Extended Data Fig. 1: PHAX phosphorylation analysis.
From: Structural basis for the synergistic assembly of the snRNA export complex
Masses of CK2-treated FL PHAX and PHAX41–80 were assessed using mass spectrometry (MS). a. FL PHAX was analyzed by LC-ESI-MS (liquid chromatography-electrospray). Data are presented after deconvolution of m/z (mass-to-charge ratio) to masses (expressed in Da). Spectra of FL PHAX before and after phosphorylation were compared. The full-length protein has between 3 and 5 phosphorylated sites (3 P, 4 P and 5 P). LC-ESI-MS data were collected using Mass hunter (v. 11.0, Agilent Technologies) and processed using Bioconfirm (v. 12.01, Agilent Technologies) and GPMAW (v. 7.00b2, Lighthouse Data, Denmark) software. b.

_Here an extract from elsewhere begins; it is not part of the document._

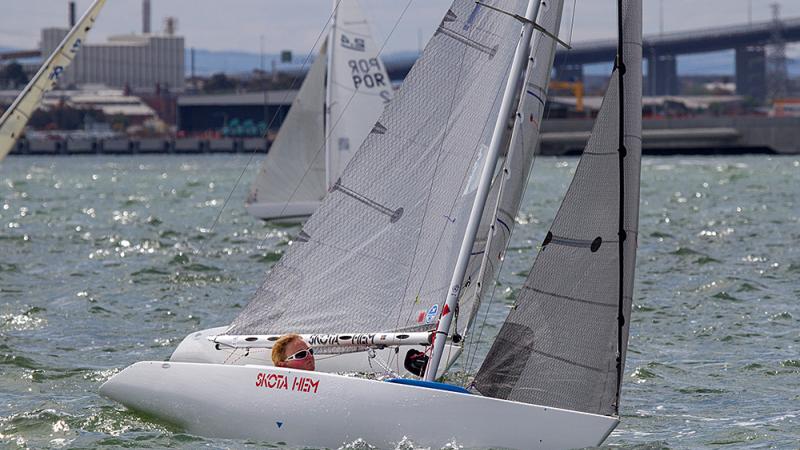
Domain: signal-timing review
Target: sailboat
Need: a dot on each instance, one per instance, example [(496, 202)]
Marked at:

PHAX (41–80) was analyzed by MALDI-MS (Matrix Assisted Laser Desorption Ionisation-mass spectrometry). MALDI-MS determines m/z values of singly charged PHAX41–80 ions. The m/z difference between the untreated PHAX (41–80) and the phosphorylated one indicates that PHAX41–80 carries 3 phosphorylated sites (3 P). An additional site (4 P) may be present. Peaks that are not labeled are due to adducts with non-volatile molecules (such as Na). MALDI-MS data were collected using flexControl™ (v.3.4, Bruker Daltonik) and processed using flexAnalysis™ (v. 3.4, Bruker Daltonik).